HTCIA Ottawa’s storyboard for its annual case study was so compelling that we wanted to find out more: did their scenario have anything to do with Toronto’s recent experience? What’s the purpose of their case studies? And what do attendees learn? We interviewed program director Lori Whalen:
HTCIA: This scenario is striking, coming just after the unrest in Toronto with the G20. How did you come up with the idea, and why?
LW: The Annual Fall Case Study purpose and focus is to identify trends and to expose our membership to new ideas in the field of investigation and security. This year’s study looks at security and investigations in an operational, in-field context, where time is critical, along with results. We look at how we can explore real-time practices, and the benefits, along with the challenges and requirements to perform the function in this study.
The topic was proposed in December 2009 for the Fall Case Study 2010, it takes considerable coordination to pull off our annual case studies, but it’s worth it!
HTCIA: What will the three different phases be? Do members need to attend all 3 to get the full benefit of the study, or can they attend just one or two?
LW: Each Phase of the Annual Fall Case Study focuses on a certain aspect of the scenario. Phase I is the introduction of the scenario, the issue, and the parties involved in the study. Phase II offers further review of the scenario, and delves into the complexity of the situation and technical overview, and explores the real issues at hand, Phase III is the investigation, and the outcome of the investigation.
We also review the case study as a whole at the end of the presentation, and try to delve into any legal or policy issues that might arise from the scenario. As we begin each Phase, we recap the previous presentations, if an attendee misses a session they are able to catch up in the study.
HTCIA: What’s the mix of policy, procedure & practices you hope attendees will take away from this study?
LW: During the Phases of the case studies we review policies, procedures and practices both current, and what the membership and attendees would like to see in the future to support the work of our community as a whole.
HTCIA: This is the third case study you’ve presented.
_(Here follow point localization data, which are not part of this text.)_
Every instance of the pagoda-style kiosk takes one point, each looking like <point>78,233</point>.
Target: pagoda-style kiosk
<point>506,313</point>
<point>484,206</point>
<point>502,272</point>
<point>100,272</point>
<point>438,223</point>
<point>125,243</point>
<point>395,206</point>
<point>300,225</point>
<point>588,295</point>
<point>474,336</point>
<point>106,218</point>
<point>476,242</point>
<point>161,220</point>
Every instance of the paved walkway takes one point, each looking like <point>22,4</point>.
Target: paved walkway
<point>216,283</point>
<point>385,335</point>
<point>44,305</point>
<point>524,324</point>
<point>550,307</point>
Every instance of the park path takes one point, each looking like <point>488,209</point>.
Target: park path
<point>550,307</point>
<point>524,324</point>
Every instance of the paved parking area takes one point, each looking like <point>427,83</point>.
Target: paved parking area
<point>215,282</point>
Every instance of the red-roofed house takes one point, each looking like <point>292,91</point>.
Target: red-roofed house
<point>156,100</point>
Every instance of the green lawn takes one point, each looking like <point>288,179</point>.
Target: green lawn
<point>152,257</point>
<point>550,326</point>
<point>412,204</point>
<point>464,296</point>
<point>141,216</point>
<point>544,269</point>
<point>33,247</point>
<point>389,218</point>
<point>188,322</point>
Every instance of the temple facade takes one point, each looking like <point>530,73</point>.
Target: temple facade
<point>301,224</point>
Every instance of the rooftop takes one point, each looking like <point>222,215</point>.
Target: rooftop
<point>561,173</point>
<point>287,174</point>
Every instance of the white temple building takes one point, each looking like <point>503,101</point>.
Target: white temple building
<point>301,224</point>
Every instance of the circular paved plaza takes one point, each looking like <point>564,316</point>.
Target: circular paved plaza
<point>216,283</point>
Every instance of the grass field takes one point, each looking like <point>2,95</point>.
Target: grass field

What were the other two? What was your turnout for those, and what kind of feedback did you get?
LW: In the past we have hosted case studies on “Organized Crime in a Virtual World” and “The Illegal Practices of Competitive Intelligence and Industrial Espionage” from a tech crime perspective. These studies generate a large and well spread audience, which is a big draw for our membership.
HTCIA: Who typically shows up, and how do the case studies enhance their existing skills?
LW: As the case studies include a wide range of considerations, including physical security, the interests of law enforcement and the military, intelligence aspects, the law and technology, attendees are varied from many communities, including police agencies, government, consultants, military and defence, legal professionals, technology, and the private sector.
These studies offer preparation and awareness training, along with community interaction to solve and build a base of techniques and procedures for challenging and frontier oriented crimes and threats.
HTCIA: How did your chapter come up with the idea for annual case studies?
LW: We offer monthly program events that cover a particular topic. In response to membership input, we came up with the idea of hosting in-depth case studies to explore a scenario in its entirety. We host the annual study to bring awareness to future crimes and investigation realms that are burgeoning on the frontier.
The goal is interactive, to create discussion and awareness for investigators and security practitioners so that we better prepare the community for the future.
HTCIA: Anything else?
LW: The Annual Fall Case Study is a large event, it takes several months of consistent coordination, and industry knowledge to pull together the right resources, create a relevant and challenging scenario, and create a cohesive study between the speakers and presenters. The Board allocates a dedicated resource to this program activity, and that is a result of our lessons learned over the last three years. If other chapters are interested in hosting this kind of event we would be happy to share our lessons learned with them!